Cato Corp. to close underperforming stores to stem losses

In an effort to improve its financial outlook for the rest of the fiscal year, The Cato Corp. plans to close 32 underperforming stores and open 75 others.

The Charlotte-based company declines to say where the store closings and openings will be.

"The company periodically reviews its store base to determine whether any particular store should be closed based on its sales trends and profitability," says a recent Cato filing with the Securities and Exchange Commission. "The company intends to continue this review process to close underperforming stores."

The number of stores being closed in the fiscal year that ends in February is a jump over previous years.

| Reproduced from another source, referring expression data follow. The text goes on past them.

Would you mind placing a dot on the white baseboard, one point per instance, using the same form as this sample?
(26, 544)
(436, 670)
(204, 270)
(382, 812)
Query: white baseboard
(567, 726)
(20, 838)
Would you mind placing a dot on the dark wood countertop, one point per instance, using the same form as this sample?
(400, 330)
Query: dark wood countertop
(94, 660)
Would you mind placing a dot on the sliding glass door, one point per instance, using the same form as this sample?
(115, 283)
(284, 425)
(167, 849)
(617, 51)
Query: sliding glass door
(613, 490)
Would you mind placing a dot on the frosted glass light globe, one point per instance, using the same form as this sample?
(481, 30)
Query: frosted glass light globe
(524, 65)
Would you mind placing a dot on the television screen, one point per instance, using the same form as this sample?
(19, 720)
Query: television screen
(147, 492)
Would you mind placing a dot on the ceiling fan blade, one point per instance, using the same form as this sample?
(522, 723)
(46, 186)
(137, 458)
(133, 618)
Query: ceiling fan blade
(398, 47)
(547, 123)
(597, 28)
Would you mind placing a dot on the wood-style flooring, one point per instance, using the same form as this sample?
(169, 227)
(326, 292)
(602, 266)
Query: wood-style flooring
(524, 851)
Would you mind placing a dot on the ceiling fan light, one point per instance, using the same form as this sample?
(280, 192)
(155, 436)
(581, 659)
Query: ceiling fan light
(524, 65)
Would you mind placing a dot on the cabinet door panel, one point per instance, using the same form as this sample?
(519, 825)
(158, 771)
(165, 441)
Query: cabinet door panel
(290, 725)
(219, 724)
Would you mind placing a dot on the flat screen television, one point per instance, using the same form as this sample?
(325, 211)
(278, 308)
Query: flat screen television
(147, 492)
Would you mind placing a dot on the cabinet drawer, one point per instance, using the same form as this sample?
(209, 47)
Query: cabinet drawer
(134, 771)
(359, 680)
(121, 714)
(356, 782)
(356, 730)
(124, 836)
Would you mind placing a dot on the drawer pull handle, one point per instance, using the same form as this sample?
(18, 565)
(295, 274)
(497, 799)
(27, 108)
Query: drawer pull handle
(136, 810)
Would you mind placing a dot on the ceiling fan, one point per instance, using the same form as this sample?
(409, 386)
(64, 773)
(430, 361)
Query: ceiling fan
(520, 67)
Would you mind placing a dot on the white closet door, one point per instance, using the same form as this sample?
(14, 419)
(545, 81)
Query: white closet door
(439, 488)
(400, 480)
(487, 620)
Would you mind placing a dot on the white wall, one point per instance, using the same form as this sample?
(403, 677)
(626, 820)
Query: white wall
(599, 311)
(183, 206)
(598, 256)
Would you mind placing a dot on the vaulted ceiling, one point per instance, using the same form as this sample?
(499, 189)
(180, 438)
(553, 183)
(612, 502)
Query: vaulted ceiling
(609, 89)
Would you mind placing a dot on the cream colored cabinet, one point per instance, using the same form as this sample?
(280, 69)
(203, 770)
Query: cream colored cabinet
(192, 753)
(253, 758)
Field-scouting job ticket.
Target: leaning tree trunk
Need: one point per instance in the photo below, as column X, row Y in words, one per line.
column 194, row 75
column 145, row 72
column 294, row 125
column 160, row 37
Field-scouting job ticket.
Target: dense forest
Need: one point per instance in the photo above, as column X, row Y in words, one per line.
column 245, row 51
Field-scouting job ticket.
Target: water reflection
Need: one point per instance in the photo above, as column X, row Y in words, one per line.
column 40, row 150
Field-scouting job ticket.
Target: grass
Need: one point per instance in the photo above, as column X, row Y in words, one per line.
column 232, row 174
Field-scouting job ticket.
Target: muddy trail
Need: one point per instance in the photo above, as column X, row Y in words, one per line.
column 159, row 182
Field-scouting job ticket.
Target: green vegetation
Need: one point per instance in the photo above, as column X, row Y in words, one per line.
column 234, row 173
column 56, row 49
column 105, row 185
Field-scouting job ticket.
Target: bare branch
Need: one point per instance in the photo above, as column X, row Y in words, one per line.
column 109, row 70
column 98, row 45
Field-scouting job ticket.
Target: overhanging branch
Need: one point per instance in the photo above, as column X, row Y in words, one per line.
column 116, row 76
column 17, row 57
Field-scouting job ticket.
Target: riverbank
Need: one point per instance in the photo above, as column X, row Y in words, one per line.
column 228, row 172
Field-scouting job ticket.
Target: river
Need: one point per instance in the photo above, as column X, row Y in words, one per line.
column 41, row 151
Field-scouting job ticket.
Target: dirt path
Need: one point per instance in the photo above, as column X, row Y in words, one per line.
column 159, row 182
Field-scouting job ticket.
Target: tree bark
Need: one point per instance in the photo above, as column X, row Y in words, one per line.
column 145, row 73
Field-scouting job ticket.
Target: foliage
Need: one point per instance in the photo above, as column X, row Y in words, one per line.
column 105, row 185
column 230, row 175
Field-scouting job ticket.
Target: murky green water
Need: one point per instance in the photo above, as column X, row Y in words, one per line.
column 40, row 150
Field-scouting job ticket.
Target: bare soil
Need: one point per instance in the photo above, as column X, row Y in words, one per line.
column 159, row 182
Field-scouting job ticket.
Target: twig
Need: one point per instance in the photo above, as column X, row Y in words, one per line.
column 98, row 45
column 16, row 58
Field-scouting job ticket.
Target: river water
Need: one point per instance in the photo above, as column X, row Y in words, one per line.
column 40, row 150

Twenty were closed last year, and seven were closed in 2003. "Cato is struggling to remain relevant in the women's apparel space," says Patrick McKeever, an MKM Partners retail analyst. "Fiscal year 2008 is likely to be another tough year for the company as its core demographic struggles with high energy and food prices, declining home values and tighter credit markets, among other factors."

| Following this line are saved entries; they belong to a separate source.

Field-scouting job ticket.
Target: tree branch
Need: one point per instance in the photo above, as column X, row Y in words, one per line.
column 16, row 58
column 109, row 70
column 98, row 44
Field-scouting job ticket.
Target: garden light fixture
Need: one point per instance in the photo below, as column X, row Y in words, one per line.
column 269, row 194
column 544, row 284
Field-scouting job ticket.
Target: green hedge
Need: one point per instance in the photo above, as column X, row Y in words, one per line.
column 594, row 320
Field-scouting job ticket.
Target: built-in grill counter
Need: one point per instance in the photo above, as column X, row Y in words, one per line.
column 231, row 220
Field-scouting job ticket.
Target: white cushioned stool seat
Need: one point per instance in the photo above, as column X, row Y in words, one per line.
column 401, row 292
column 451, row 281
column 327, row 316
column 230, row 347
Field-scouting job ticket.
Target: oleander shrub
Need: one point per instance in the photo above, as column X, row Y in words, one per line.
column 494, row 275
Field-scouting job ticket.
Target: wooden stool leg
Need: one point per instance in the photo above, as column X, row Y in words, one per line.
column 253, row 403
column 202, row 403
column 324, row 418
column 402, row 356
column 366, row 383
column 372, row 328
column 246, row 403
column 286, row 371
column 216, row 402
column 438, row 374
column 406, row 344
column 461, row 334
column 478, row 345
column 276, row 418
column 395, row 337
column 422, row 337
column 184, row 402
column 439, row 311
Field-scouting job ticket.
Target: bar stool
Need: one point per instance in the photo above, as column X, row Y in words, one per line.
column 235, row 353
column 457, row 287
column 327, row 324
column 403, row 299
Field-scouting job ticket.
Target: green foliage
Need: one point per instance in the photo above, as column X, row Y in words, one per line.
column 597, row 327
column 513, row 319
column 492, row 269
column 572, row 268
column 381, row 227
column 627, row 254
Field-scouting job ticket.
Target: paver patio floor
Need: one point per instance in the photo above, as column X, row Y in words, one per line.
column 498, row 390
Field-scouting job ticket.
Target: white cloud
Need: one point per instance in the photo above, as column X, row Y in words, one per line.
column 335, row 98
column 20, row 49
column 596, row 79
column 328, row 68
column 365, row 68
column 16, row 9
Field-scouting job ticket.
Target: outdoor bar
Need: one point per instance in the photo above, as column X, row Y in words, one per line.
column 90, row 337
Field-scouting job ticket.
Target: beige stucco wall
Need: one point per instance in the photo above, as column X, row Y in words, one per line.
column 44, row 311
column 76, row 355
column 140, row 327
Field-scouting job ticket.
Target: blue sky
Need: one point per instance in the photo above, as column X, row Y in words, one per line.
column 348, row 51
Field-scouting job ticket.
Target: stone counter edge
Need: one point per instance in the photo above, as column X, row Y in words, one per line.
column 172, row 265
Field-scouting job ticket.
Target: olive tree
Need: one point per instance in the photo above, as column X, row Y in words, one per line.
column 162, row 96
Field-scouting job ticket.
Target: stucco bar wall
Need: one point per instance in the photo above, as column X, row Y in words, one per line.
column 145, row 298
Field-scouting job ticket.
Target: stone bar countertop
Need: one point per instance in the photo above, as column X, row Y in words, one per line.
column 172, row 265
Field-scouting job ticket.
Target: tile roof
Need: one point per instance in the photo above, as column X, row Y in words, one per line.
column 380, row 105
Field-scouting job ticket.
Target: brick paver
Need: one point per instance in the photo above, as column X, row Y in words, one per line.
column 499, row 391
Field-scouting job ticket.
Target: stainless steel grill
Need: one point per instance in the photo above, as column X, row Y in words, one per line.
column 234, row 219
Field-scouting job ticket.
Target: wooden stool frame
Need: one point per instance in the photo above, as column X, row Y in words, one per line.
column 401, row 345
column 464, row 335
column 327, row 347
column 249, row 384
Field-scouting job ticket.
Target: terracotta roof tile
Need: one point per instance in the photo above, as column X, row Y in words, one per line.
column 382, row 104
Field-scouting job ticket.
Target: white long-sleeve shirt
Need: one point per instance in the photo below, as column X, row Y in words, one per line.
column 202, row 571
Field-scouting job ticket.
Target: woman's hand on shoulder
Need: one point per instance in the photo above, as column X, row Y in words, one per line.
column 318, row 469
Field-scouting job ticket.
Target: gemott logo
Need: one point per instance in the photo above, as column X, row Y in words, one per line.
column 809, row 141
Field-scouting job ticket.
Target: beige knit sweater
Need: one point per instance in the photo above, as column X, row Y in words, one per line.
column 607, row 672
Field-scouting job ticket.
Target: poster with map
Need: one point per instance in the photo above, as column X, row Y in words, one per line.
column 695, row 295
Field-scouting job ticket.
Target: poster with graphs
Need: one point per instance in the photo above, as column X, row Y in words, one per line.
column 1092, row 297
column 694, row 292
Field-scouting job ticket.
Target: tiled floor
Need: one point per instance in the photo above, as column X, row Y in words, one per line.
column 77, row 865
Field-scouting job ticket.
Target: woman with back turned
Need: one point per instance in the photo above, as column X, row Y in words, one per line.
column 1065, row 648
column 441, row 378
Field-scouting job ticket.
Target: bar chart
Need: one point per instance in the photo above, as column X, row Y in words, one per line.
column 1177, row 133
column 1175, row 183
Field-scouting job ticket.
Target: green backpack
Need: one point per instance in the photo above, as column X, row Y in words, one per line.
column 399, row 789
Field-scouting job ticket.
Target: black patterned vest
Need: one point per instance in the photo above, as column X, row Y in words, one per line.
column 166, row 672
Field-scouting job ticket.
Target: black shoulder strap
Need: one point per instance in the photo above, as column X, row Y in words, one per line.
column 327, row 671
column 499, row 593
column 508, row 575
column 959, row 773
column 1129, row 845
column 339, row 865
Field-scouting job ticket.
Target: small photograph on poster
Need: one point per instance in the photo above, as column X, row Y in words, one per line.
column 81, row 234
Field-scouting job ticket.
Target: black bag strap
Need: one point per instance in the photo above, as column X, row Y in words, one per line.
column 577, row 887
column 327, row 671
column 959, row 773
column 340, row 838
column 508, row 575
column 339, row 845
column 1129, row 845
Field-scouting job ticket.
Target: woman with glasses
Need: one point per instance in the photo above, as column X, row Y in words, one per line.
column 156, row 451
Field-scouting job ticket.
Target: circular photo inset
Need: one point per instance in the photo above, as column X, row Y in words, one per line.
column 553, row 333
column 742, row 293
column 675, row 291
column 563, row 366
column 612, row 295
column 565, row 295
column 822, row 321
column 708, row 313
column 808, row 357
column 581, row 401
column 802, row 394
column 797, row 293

The women's apparel retailer says eight of the stores being closed will reopen, bringing the total closed to 24. That is more in line with the number of stores closed in the past few years, a company spokesman says.

But analysts see reasons to worry.

McKeever has lowered his 2008 earnings per share estimate to 83 cents from $1.15. Cato expects 2008 earnings to range between 72 cents to 93 cents per diluted share.

Last year, Cato's net income fell 37% to $32.3 million, or $1.03 per diluted share, from $51.5 million, or $1.62 per diluted share, in fiscal 2006. Retail sales fell 3.4% in fiscal 2007 to $843 million from $862.8 million.

"Our 2007 results reflect the difficult retail environment," Chief Executive John Cato said last week when the company's earnings were released. "Our comparable-store sales decreased, and the resulting markdowns were the primary contributors to the lower earnings."

Comparable-store sales fell 4% last year.

"Cato's same-store sales are likely to remain under pressure in an already competitive and recessionary environment where the company's target demographic is getting squeezed by the adverse macroeconomic conditions," says Stanford Group Co. analyst Marc Bettinger.

Cato operates 1,318 stores in 32 states. Over the last year, its stock price has fallen nearly 30%, closing at $15.99 Wednesday.